A repository for the implementation of node2vec!
This repository is based on and is an extension of the implementation of the node2vec algorithm (on Spark) by the creators of the algorithm as outlined in the following paper:
node2vec: Scalable Feature Learning for Networks. Aditya Grover and Jure Leskovec. Knowledge Discovery and Data Mining, 2016.
$ git clone <url>
$ mvn clean package
Running the aforementioned commands creates the jar file in the following location: "graph-node2vec/target"
The repository consists of a sample input file, inputnodes.txt. which can be used for a test run.

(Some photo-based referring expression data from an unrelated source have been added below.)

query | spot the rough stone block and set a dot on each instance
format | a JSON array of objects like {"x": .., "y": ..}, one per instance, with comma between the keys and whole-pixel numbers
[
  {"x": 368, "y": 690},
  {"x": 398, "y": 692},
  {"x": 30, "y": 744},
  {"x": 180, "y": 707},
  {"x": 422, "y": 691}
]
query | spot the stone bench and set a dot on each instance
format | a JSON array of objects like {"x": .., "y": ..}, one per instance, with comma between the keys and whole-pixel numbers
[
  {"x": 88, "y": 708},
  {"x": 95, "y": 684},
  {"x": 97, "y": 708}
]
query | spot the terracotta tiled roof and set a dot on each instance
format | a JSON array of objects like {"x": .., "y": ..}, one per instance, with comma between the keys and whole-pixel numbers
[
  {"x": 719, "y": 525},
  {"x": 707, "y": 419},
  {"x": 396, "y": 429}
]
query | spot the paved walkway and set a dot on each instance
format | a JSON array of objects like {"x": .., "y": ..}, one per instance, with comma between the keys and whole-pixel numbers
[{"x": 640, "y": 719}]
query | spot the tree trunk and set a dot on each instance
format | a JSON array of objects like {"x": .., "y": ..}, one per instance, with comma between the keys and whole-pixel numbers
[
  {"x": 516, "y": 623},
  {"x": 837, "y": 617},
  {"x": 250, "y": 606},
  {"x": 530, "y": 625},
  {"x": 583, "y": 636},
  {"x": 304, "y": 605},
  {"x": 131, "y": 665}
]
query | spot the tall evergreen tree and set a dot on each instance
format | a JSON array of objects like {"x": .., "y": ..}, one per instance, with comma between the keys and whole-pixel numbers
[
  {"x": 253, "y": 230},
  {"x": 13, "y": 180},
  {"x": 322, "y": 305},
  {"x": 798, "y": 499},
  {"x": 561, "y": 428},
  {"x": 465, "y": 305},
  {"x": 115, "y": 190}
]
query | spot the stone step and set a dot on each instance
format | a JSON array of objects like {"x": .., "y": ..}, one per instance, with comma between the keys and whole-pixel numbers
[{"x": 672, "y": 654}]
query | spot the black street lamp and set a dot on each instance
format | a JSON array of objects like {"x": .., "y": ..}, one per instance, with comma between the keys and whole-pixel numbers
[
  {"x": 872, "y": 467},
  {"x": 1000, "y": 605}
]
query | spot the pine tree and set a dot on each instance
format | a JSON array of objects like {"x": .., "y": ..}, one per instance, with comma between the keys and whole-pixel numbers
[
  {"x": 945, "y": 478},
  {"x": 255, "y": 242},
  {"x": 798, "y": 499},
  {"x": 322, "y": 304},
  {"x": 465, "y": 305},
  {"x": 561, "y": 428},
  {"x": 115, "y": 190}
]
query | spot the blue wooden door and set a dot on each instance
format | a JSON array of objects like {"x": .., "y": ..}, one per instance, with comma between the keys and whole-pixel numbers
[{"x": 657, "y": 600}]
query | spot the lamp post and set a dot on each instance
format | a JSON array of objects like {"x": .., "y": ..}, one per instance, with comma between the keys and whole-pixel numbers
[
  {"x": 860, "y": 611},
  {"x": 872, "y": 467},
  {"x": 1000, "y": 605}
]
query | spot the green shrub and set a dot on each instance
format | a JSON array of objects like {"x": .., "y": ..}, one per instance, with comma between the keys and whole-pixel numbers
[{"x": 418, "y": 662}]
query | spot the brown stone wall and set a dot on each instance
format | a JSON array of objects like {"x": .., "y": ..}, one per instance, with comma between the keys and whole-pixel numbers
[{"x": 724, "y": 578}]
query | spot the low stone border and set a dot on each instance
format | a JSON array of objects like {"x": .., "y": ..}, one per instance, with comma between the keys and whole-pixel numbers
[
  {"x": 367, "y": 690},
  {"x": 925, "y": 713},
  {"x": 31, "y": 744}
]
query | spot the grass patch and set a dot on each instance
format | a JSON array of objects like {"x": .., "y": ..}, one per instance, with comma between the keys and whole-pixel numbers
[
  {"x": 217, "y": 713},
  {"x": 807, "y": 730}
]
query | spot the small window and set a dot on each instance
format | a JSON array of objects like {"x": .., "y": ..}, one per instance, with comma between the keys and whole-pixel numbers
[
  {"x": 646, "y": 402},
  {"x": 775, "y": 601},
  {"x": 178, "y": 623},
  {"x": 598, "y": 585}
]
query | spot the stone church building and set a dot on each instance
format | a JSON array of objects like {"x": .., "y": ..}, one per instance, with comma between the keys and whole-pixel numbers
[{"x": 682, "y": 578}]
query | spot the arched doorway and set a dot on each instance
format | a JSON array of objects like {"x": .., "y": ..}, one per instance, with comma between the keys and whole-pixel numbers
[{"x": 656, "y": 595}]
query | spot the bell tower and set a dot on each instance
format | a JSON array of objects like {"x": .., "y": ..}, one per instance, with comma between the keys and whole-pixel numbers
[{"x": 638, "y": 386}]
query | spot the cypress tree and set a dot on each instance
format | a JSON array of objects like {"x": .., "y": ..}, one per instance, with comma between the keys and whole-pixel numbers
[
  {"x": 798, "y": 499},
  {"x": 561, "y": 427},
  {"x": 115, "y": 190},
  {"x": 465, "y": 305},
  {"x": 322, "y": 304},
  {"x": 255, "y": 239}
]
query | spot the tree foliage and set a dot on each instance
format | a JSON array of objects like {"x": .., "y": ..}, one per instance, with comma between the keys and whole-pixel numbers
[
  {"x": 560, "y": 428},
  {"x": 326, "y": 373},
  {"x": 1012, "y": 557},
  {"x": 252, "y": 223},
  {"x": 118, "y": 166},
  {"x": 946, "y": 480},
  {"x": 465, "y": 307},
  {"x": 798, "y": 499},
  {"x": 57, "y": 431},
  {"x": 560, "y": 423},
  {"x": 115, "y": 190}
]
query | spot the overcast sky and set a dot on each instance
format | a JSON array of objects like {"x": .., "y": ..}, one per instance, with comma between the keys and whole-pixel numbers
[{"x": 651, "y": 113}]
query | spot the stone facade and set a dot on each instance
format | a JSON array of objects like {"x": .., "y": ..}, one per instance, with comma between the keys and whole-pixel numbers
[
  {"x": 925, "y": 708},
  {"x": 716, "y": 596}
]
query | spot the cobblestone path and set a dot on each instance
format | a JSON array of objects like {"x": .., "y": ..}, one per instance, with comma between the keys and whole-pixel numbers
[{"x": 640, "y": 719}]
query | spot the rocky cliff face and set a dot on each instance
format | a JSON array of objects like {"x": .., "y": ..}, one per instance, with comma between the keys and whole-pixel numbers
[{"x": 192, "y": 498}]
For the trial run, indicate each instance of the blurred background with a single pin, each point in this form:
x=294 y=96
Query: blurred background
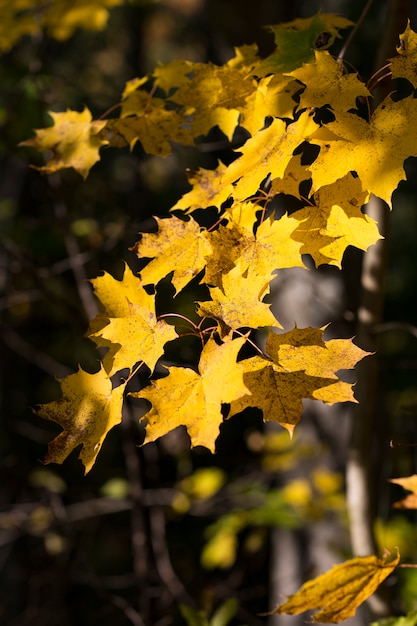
x=162 y=535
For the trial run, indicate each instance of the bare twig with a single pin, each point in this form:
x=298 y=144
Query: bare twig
x=355 y=29
x=74 y=253
x=137 y=515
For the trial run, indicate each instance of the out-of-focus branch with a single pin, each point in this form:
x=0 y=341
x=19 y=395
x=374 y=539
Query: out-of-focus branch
x=359 y=474
x=74 y=254
x=139 y=535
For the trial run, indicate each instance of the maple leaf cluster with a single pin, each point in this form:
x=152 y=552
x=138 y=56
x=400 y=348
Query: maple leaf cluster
x=59 y=18
x=297 y=98
x=279 y=101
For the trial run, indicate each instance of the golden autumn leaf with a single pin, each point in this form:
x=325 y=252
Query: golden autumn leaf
x=207 y=190
x=172 y=75
x=272 y=248
x=410 y=484
x=302 y=365
x=336 y=222
x=277 y=392
x=129 y=326
x=327 y=83
x=338 y=593
x=239 y=303
x=375 y=151
x=60 y=18
x=87 y=411
x=246 y=58
x=304 y=349
x=213 y=96
x=194 y=399
x=145 y=119
x=63 y=18
x=177 y=246
x=274 y=95
x=267 y=152
x=295 y=173
x=74 y=140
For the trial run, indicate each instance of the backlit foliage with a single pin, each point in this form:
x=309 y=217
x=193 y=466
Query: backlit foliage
x=311 y=134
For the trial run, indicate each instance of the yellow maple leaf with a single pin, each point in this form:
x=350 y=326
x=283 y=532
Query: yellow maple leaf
x=278 y=393
x=239 y=304
x=404 y=65
x=172 y=75
x=272 y=248
x=304 y=349
x=177 y=246
x=87 y=411
x=338 y=592
x=375 y=151
x=17 y=20
x=63 y=18
x=194 y=400
x=267 y=152
x=327 y=83
x=146 y=119
x=410 y=484
x=246 y=57
x=74 y=141
x=129 y=326
x=213 y=96
x=207 y=189
x=115 y=295
x=295 y=173
x=336 y=222
x=274 y=96
x=140 y=336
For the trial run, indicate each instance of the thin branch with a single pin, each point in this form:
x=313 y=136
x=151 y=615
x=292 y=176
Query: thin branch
x=74 y=253
x=355 y=30
x=43 y=361
x=139 y=536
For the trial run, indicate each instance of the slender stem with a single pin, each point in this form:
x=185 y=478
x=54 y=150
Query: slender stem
x=355 y=29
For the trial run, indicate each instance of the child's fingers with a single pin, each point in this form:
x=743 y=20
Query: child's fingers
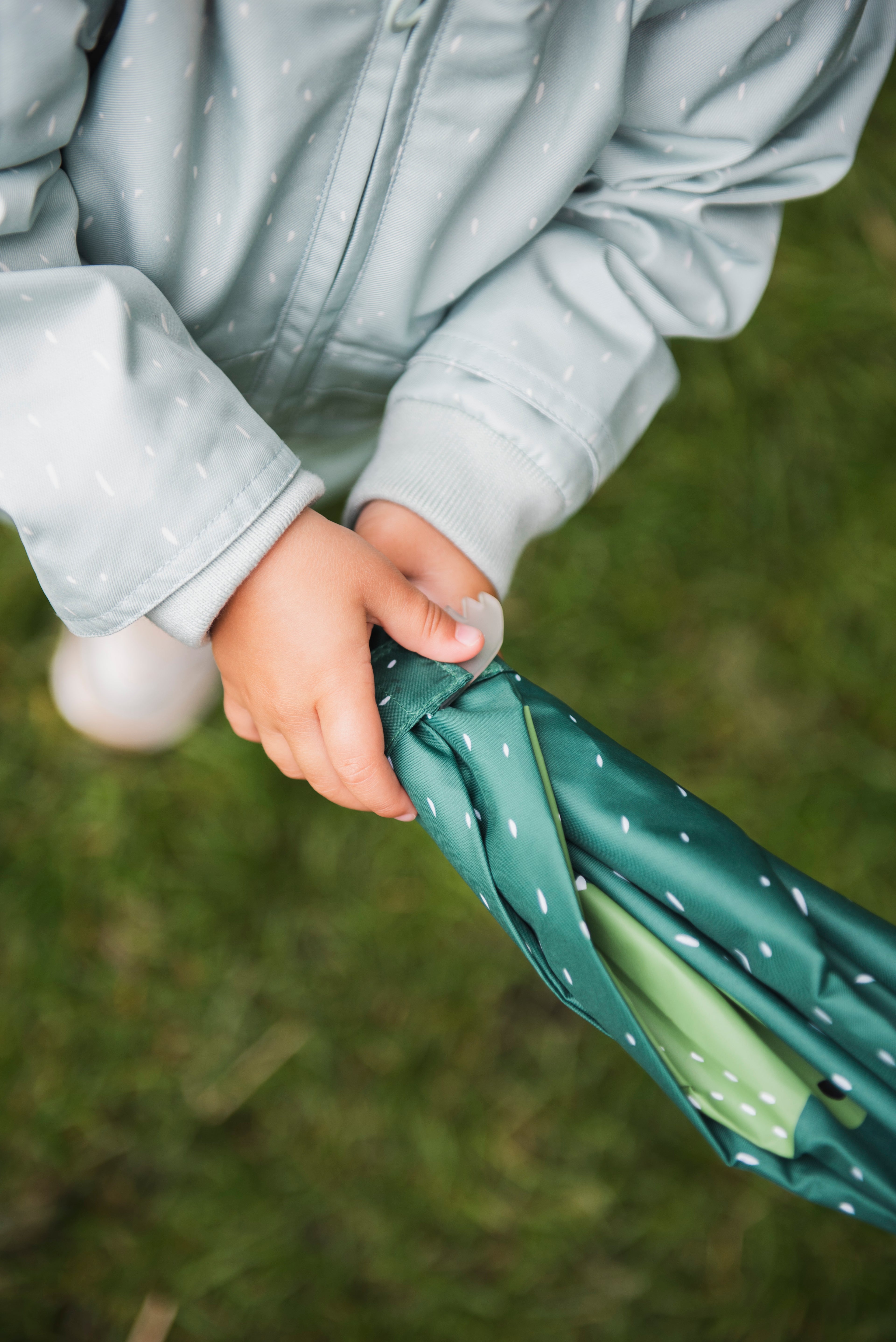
x=419 y=625
x=353 y=739
x=277 y=748
x=300 y=751
x=241 y=719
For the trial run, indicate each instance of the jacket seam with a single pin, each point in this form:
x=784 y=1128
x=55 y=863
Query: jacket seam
x=325 y=195
x=422 y=85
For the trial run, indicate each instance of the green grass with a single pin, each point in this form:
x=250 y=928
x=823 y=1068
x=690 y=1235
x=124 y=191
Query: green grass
x=453 y=1155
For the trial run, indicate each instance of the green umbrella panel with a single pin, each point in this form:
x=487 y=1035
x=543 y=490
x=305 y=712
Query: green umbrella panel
x=761 y=1002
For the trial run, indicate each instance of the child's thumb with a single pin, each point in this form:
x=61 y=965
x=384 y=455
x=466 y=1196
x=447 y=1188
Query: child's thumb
x=420 y=626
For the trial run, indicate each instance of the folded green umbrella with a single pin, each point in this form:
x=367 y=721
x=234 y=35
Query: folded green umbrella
x=763 y=1003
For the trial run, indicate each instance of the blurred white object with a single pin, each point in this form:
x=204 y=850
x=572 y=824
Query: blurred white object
x=135 y=690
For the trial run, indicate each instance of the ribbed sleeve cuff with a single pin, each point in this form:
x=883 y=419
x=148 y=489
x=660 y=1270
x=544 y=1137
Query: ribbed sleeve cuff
x=473 y=485
x=190 y=612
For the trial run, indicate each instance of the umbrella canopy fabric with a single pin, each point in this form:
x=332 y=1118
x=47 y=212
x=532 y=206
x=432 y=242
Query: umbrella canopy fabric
x=761 y=1002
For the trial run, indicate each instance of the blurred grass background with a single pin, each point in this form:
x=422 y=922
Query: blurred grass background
x=439 y=1149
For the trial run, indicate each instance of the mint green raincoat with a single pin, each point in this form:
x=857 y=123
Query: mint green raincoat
x=245 y=245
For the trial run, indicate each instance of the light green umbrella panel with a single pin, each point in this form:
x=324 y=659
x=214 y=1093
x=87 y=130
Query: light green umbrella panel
x=763 y=1003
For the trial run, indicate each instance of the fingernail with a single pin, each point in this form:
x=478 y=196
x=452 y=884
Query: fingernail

Generally, the format for the input file should be of the following form:
node1_id_int node2_id_int <weight_float, optional>
or
node1_str node2_str <weight_float, optional>, Please set the option "indexed" to false
-
After cloning the repo and building the code using - mvn clean package, a jar file is created in the target/ folder.
-
To simulate a random path, the following spark job is run:
spark-submit --class com.nodevector.Main target/node2vec-0.0.1-SNAPSHOT.jar --cmd randomwalk --p 1 --q 1 --walkLength 20 --input inputnodes.txt --output outputwalks
where the following values were passed: p=1, q=1, walkLength=20, input file name = inputnodes.txt (sample input file in the repo), output folder name = outputwalks (some name of new output folder created)
- The following command is used to copy the output folder from HDFS: hadoop fs -copyToLocal outputwalks . Part files are created in the output folder where the part files consist of some random walks. The number of part files created depends on the number of partitions.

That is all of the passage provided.